Recent tariffs have been imposed on imports from China, causing economic uncertainty and trade tensions.  And let us not forget the potential labor negotiations on the US East Coast ports.  Refer to the March edition of The Cold Front for more on that story.  The shortage of containers at some Chinese ports has major retailers on edge as logistics providers sound the alarm on container shortages. According to the article, providers of ocean container freight have already announced a general rate increase beginning on June 1st.  MSC, the world’s largest ocean freight company, has announced rates destined for the US West Coast will increase to $8,000 – $10,000 per 40’ container. Additionally, ‘blank sailings’ have increased in May and June.  Blank sailings refer to the situation when an ocean carrier cancels a scheduled vessel sailing.  This results in a temporary reduction in shipping capacity in that route.  The reason for blank sailings could be related to capacity management or a strategic decision to influence freight rates. Drewry, a maritime research company, reported 17 blank sailings on the Transpacific route, which resulted in a severe decline in space availability. RLS will continue to monitor container and port activity as we continue through this busy period. 

Produce Season and Reefer Volume

According to Analytics, the produce season kicked off to a slower start than usual.  Volumes were 6% lower year over year in late April and early May. Typically, produce season can significantly influence freight volumes and rates due to the seasonality of agriculture production and the high demand for timely transportation.  The peak produce season in the US is Spring (March-June): Strawberries, asparagus, and lettuce, particularly in California and Florida. Summer (June-September): Variety of fruits and vegetables like tomatoes, peaches, and melons, particularly in the Midwest, California, and the Southeast.  Fall (September – November): Apples, pumpkins, and squash, primarily from the Northeast and Midwest.  Volumes in these markets can spike by 30%, creating an imbalance of capacity and higher freight rates.

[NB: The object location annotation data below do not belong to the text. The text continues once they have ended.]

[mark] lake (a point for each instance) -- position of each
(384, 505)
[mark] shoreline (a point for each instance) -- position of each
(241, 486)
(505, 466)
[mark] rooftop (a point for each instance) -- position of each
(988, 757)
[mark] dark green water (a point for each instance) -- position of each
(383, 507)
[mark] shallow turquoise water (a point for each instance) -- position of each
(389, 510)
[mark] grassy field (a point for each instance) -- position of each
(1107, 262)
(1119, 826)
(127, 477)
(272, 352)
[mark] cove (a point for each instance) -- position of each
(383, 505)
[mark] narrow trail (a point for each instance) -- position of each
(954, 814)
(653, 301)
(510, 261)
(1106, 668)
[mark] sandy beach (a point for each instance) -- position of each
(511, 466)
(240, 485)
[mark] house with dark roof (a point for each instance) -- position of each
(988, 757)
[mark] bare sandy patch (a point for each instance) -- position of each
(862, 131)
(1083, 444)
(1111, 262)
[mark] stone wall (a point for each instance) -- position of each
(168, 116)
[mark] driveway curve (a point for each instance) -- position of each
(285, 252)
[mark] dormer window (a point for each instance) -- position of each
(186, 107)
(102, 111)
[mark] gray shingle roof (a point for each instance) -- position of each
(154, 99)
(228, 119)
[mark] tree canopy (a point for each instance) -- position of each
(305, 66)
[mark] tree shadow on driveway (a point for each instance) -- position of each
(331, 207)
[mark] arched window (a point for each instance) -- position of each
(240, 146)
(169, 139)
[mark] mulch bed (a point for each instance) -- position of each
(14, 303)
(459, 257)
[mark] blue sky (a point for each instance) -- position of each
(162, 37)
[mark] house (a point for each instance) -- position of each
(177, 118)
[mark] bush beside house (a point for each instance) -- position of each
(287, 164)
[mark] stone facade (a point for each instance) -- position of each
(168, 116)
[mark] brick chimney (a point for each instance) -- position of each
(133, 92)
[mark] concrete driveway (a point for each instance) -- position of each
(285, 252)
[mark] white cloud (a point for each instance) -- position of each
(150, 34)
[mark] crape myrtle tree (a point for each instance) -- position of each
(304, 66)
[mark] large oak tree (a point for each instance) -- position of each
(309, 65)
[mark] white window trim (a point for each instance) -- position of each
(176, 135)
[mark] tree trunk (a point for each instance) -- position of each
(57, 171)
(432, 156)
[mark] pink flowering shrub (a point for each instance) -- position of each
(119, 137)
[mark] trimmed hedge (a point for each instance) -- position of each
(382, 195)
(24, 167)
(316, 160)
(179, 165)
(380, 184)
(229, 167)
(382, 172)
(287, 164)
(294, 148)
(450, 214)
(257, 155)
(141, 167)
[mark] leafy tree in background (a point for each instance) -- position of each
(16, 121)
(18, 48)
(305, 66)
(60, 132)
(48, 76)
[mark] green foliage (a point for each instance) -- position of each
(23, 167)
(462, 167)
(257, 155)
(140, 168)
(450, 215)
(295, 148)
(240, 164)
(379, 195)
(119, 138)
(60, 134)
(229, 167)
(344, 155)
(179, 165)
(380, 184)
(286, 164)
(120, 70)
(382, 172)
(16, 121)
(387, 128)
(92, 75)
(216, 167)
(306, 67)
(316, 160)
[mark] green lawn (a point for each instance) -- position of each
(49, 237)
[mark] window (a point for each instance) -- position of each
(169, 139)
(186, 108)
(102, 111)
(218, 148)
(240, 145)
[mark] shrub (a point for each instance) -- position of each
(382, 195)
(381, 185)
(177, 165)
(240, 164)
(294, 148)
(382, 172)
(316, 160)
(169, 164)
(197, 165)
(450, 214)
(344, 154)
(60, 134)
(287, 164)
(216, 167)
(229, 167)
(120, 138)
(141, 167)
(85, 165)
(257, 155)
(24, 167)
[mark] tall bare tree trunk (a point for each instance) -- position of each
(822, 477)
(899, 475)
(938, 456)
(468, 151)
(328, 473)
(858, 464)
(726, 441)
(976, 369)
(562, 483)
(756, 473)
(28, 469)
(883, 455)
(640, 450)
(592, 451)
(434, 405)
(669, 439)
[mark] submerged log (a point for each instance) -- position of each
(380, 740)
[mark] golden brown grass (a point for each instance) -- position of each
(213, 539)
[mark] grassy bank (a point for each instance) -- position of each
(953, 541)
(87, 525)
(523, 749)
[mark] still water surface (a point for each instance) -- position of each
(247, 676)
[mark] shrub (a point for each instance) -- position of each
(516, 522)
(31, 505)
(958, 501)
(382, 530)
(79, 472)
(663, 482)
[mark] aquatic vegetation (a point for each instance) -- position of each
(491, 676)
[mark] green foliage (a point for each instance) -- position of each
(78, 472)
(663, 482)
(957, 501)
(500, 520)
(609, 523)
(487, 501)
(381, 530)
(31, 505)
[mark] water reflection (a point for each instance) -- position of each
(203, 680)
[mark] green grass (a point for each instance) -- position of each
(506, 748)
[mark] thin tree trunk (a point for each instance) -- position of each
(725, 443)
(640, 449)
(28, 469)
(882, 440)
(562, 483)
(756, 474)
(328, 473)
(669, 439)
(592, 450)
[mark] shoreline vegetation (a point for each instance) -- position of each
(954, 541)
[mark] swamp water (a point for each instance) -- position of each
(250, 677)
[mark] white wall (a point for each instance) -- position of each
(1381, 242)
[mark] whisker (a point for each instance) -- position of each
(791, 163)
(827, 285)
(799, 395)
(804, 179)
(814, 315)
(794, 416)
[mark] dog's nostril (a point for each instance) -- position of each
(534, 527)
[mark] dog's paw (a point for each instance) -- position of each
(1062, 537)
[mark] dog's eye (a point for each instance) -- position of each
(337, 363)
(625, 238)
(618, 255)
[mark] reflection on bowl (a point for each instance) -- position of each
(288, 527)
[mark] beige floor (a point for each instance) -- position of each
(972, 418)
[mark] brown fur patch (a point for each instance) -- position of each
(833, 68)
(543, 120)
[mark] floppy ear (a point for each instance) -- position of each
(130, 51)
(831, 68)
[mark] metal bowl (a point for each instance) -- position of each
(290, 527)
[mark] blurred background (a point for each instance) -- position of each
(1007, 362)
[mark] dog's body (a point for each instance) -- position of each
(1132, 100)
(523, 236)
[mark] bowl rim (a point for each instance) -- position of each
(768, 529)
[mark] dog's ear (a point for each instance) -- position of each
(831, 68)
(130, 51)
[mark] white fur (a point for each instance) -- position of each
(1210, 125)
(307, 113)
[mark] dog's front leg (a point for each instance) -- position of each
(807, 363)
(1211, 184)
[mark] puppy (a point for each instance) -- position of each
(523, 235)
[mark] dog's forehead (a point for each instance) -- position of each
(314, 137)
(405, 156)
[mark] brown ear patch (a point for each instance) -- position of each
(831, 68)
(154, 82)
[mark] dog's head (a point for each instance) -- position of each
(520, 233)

Traditionally, carriers may prioritize produce lanes over their contracted lanes, resulting in more tender rejections and elevating the spot market. Here are some tips for shippers to manage seasonal variations. Shippers should plan their transportation needs well before peak produce season, securing capacity early to avoid potential delays and paying higher rates.  Diversify providers and work with multiple carriers to build strong relationships and ensure access to capacity during these times. Call upon RLS Freight Brokerage services to understand how having access to instant capacity can benefit your company.  Be flexible with your schedules and offer service providers alternatives that other shippers may not have.  This can propel you as a shipper of choice from your providers. These tips are crucial not only for produce season but also when the freight market turns, and capacity becomes tight.